So I received a message a day or so ago. Here is the content of said message:
Hello, Gears. It's Fish.
Two years ago I was a total jerk to you and a lot of other people. I don't mean the separation from the site; that was just the coup de grace of a long suffering period of asininity. I would like to start off the message by sincerely apologizing to you and the rest of the site for my behavior and my flagrant and repeated transgressions against the SCP community. I was, in short, out of control, and you and the other admins did what you had to do to effect control, leading up to and including my expulsion from the site. I do not hold that against you; again, I was a complete asshole and the punishments enacted against me were both fair and warranted.
I'm approaching you about this subject now for two reasons. One, because events of the last two years have caused me to realize how much of a bastard I've been to many people, and that I don't want to be that person anymore. I have tried to make considerable changes in my behavior and my attitude over the past two years in order to better integrate with people in both my real life and on the internet. I've been fortunate to have many people help me in that regard, not the least of which is my domestic partner, whose patience and determination has been greatly influential. I'm frankly humbled that after causing so much misery in the world that there are still people who think I am worth the effort to try to help.

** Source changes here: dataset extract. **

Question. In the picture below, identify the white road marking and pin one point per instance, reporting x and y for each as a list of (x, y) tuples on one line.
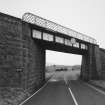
[(74, 99), (33, 94), (100, 91)]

The second reason is because I have, as you tried to explain to me two years ago, only hurt myself and the fans of my work by having you take down my submissions to the SCP. I don't propose that those should be reinstated; too much history has occurred in the interim for that to be canonically practical, and in any case I wouldn't suggest it anyway, as I realize that would be arrogant. But, if it is acceptable to the administration, I would like to request my reinstatement as an author. I ask for no special privileges. I'm willing to perform any atonement deemed necessary; I will start from square one, go through boot camp, jump through whatever hoops are set before me to prove my desire is sincere; indeed, this is why I have started a new account rather than attempt to salvage the old one, and have come to you openly rather than try to hide my identity. I would only like the chance to add something again to the site and perhaps, in some small way, reverse the damage I have caused previously. If it is ultimately decided that such a provision is not worth the risk that I will return to old habits, and my plea for redemption is denied, then I will also accept that judgment without complaint as fair and make no further attempt to sway you.
Thank you for your consideration.
I don't know how best to handle this. I am a firm believer in redemption…but the fallout from that downward spiral still makes my hands shake. I don't think this is a call I can make on my own, at least not one I can feel right about. What do you all feel?
For those who don't know, Squonk used to be Fishmonger, a former user and staff member who underwent a rather unpleasant phase and ended up leaving the site, taking his body of work with him. He would now like to rejoin.
I was very, very angry with Fish at the time, but it was a bit ago. I will vote with the popular opinion with this.